Now, a close of friend of mine recently told me that he intends to find his son a place in a different high school. The boy is currently a Form 2 student in an X Secondary School in Machakos. I inquired from my friend what was wrong with the school? Were the facilities wanting? Was the food bad? Was the performance poor? He said all these things were in order. What he had a problem with were the teachers.

See,  when my friend accompanied his son to school after a student’s strike. He was shocked to discover that the teachers were “way too young” and if not for the fact that they didn’t wear school uniform, he would have mistaken them for students. He recalls one who, despite it being a weekday was clad in sagging jeans, a t-shirt and sandals, going to class to teach.

Neither in his (nor my) days as a student, was this acceptable. Perhaps my friend and I are old-fashioned for demanding that teachers assume some sense of decorum. I remember when I began teaching, I had to adjust my wardrobe from something other than what I wore to class in Uni. Also, there was no way I was going to wear six-inch heels and a mini-skirt (with or without tights). But then I see some of you going to your fancy jobs dressed in that. It’s one thing to hide your thighs under an office desk from 9 to 5 and another to stand in front of young, vulnerable minds with your thighs exposed. How this is not common sense, I don’t know.

Perhaps that’s why, the students of Rwathia Secondary School got their way and had their parents and teachers give in to their demand  for short, tight skirts. Did anyone bother to ask the girls  exactly what purpose the new skirts would fulfill in their quest for an education and good grades? Also, why exactly did the teachers give in to this request? Would they be surprised if come next year the girls demand that the school dispensary start stocking oral contraceptive and that each student be given their ration every month?

Back to Machakos and we meet another breed of teachers who wanted to treat themselves to a  trip to Mombasa. Only problem is, they didn’t have the money. So they demanded that each parent fork out Kes.2,500 to meet their expenses of this luxurious trip. All this time, the parents thought the teachers were joking. But when they didn’t pay up, their children were sent home. Now, here’s what makes me think TSC should fire these teachers if not line them up and execute them:-

1. Do these teachers realize that some of these parents cannot even afford a trip to Mombasa, and have never been to Mombasa in the first place?

2. The teachers say that the trip is “a way of motivating them to work harder and post better results.”  Wait a minute? Who’s supposed to post results, is it the students of the teachers?

3. Are there more pressing needs in this school (perhaps facilities that require an upgrade) that this money would instead help meet.

4. Is this even legal? If not, can the students and their parents sue the school board?

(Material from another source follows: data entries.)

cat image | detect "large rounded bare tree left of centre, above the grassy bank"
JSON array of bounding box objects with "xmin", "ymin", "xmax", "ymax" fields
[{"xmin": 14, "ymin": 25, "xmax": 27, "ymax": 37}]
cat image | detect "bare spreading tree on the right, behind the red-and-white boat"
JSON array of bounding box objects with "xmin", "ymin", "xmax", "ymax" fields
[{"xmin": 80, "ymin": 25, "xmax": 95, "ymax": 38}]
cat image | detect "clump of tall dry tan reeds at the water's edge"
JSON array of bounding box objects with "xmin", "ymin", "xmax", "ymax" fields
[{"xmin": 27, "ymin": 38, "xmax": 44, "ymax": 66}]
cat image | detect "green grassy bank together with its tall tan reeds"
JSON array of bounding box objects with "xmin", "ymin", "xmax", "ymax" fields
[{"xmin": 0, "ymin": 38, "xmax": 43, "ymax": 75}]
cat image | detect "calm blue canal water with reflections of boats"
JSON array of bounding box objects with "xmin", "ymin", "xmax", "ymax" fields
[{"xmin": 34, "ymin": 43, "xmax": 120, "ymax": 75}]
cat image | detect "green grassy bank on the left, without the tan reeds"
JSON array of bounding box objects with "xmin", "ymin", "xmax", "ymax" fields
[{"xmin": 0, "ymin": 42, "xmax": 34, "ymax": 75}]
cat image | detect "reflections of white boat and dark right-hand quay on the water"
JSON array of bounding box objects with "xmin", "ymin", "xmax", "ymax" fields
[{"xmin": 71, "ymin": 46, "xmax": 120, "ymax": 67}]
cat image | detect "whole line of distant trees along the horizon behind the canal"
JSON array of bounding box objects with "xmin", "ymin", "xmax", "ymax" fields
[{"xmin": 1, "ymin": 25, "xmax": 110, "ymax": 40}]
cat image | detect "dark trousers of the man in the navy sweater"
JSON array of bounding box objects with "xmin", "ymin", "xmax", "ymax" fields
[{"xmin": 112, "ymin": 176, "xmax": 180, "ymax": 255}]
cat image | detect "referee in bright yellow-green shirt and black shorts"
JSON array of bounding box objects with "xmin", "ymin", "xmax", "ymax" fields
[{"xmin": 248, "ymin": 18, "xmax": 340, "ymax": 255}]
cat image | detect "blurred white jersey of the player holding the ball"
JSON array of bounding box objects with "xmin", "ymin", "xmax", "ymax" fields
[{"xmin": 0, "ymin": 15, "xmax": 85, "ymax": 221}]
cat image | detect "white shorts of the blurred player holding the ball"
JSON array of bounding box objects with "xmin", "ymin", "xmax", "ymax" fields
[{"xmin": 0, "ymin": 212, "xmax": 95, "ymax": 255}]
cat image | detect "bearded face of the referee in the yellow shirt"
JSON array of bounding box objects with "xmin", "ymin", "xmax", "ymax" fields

5. What kind of example have these teachers set for their students? What will they become as employed adults? Will they go on strike when their employers fail to finance their company retreats?

I don’t know whether we are just a frustrated lot of Kenyans who cannot think clearly anymore. It’s like we’ve all lost it. And who can turn things around? Is it the students who clad in miniskirts seem to be training for a career on Koinange Street? Is it the parents who don’t mind if their daughters attract the wrong attention? Is it the teachers who would fleece their way to Mombasa? Remember the teachers are parents as well.., of some equally crazy children. Is it KNUT and KUPPET who are busy trying to get their wages sorted, and who will then claim that their members cannot afford a trip to Mombasa? Is that what they’ll strike over come 2017?

We’ve failed our children people. And they will in turn fail us, if they haven’t done so already.